Most research on the gender gap in unpaid caregiving in the United States has focused on young families. During the childrearing years, women provide the bulk of child care, although the time men spend caring for their children has increased in recent years.
As part of PRB's 2010-2011 Policy Seminar series, Suzanne Bianchi, a University of California Los Angeles sociology professor, examined new research on caregiving in later life — a time when men and women may spend their time in similar ways as they enter their retirement years. The study, conducted with Joan Kahn and Brittany McGill of the University of Maryland, explored whether retirement and marital status made a difference in how men and women helped others. Specifically, they set out to learn whether men replaced paid work with time spent helping others after retirement and whether divorced people spent less time caring for kin, reflecting weakened family ties.
The findings shed light on the costs of caregiving and the quality of life of older people, according to Bianchi. While unpaid caregiving economically disadvantages women by keeping them out of the paid labor force, "there's a flip cost for men," she said. Men who do not help others may be "socially disconnected" and not integrated into the kind of meaningful relationships important at older ages.
Bianchi and her colleagues used data from the Wisconsin Longitudinal Study (WLS), which has tracked a group of Wisconsin high school graduates from the class of 1957 (born in 1939 or 1940) for more than 50 years. Although this group is predominantly white and includes only those with a diploma, it is representative of about two-thirds of the US population in that age group, Bianchi noted.

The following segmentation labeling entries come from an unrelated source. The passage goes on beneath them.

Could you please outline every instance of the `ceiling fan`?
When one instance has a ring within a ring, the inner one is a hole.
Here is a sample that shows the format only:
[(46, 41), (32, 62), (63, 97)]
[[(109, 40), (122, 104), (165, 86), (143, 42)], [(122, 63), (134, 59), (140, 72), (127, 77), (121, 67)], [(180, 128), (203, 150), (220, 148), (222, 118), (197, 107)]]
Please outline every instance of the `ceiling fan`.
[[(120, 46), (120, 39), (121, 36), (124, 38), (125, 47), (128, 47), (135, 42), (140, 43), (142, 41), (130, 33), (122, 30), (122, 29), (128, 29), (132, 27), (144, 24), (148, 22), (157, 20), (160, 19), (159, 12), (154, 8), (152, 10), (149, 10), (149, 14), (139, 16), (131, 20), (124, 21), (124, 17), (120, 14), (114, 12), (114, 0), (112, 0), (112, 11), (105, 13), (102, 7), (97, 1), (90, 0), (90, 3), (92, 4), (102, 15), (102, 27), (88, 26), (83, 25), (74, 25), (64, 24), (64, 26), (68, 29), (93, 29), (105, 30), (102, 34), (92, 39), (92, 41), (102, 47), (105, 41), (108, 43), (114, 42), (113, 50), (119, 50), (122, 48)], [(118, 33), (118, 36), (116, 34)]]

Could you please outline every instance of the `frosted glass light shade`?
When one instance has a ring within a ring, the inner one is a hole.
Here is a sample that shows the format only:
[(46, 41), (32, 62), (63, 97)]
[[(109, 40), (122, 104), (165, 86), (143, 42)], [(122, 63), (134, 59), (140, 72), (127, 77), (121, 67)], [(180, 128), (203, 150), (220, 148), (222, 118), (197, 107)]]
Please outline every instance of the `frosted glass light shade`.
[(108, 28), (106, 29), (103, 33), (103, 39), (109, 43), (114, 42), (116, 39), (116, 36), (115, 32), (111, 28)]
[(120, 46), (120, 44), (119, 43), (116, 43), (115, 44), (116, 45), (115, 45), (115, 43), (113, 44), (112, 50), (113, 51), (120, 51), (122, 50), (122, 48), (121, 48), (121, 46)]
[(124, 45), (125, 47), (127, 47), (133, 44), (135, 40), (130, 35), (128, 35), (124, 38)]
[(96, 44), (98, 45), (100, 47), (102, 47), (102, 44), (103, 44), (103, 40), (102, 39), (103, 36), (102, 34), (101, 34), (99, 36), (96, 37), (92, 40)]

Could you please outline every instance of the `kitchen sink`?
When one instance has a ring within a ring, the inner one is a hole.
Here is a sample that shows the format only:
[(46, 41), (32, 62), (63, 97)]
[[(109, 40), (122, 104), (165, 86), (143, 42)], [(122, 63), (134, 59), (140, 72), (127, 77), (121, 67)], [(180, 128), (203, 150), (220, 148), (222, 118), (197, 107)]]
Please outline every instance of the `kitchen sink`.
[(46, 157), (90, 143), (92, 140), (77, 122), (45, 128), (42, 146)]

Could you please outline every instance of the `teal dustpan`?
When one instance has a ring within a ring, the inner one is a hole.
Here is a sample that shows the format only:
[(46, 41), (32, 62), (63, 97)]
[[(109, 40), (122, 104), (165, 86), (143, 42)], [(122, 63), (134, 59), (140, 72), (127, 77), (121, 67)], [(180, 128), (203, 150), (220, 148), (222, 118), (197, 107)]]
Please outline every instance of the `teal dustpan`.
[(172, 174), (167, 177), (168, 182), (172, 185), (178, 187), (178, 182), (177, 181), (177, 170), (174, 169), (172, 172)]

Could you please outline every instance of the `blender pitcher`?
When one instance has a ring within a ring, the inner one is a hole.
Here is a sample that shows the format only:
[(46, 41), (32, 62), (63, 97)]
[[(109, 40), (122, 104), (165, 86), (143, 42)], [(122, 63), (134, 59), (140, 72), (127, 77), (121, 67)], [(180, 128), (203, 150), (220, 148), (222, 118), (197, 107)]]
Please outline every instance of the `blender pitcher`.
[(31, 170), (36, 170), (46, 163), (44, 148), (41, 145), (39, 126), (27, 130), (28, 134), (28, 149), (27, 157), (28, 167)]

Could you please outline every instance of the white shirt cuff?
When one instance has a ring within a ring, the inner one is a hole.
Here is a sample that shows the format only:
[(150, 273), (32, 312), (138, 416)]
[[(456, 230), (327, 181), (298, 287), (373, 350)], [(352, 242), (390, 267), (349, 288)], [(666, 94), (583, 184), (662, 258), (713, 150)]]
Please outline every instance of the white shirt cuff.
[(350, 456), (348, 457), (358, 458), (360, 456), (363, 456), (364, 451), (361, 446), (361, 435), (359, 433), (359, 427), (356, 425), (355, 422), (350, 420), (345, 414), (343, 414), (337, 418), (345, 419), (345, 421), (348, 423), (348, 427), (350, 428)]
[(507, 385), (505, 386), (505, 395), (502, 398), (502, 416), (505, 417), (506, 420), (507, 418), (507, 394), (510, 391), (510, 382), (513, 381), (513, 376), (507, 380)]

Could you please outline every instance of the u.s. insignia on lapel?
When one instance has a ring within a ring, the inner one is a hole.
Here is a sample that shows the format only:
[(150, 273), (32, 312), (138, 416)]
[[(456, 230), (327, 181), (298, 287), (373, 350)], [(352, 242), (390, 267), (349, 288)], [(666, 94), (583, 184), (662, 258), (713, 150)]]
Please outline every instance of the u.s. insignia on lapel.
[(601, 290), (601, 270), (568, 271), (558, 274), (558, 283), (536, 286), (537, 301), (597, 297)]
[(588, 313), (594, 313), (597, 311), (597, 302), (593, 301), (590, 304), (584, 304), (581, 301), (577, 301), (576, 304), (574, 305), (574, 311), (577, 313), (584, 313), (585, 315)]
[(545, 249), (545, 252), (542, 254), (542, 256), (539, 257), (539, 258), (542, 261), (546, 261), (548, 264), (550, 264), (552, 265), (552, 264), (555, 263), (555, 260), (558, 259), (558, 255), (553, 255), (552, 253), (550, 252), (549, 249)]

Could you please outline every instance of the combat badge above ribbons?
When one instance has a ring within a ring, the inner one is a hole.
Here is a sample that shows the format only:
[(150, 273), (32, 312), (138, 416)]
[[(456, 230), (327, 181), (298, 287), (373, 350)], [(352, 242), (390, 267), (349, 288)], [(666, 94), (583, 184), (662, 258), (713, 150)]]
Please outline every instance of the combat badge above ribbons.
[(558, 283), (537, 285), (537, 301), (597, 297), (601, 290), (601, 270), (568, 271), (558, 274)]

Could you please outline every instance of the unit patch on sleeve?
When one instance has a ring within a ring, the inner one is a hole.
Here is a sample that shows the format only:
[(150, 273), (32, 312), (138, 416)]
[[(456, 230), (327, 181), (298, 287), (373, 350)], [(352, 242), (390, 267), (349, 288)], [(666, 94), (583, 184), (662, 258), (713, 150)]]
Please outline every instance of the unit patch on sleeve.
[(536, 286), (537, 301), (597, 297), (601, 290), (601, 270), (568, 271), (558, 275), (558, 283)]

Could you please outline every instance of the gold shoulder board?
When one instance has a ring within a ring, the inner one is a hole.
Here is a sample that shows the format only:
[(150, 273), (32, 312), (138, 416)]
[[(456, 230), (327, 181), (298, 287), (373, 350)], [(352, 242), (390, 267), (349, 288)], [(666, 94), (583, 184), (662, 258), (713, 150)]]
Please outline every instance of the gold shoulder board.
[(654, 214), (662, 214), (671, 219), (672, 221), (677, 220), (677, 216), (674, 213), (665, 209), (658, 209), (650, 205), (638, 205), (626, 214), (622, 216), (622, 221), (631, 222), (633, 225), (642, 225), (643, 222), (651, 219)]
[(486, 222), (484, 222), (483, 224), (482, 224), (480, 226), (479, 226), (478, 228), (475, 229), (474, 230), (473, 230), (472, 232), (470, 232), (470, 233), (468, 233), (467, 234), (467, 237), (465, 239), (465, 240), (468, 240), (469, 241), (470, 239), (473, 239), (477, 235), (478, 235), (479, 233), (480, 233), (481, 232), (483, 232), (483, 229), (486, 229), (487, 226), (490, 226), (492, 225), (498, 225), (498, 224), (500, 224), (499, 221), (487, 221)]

At ages 54 and 65, participants were asked about the kind of help they gave their adult children, parents, friends, and neighbors in the previous month. Bianchi and her colleagues found that more than 90 percent helped someone in some way, although women outpaced men by about 5 percentage points. Both men and women were most likely to report helping their adult children.
Among those who had adult children at age 54, 10 percent more women than men provided assistance to them — 83 percent of women compared with 73 percent of men. Among those with living parents, the same 10 percentage-point gap separated men and women, with 61 percent of women providing help compared to 51 percent of men.
Only men in first marriages said they helped their children at percentage rates similar to women of any marital status. The share of divorced and remarried women who said they helped their adult children ranged between 75 percent and 85 percent; for divorced and remarried men that share ranged between 60 percent and 72 percent. "Depending on when the divorce took place, these men may not have spent a lot of time living with their children," said Bianchi. But whether women remarried or not, they remained connected to their children.
More single men and women (who were widowed, divorced, or had never married) provided assistance to friends, neighbors, and co-workers than men and women who were still in first marriages or had remarried, Bianchi reported. This finding reflects important social ties that exist outside of traditional family connections that are not well understood.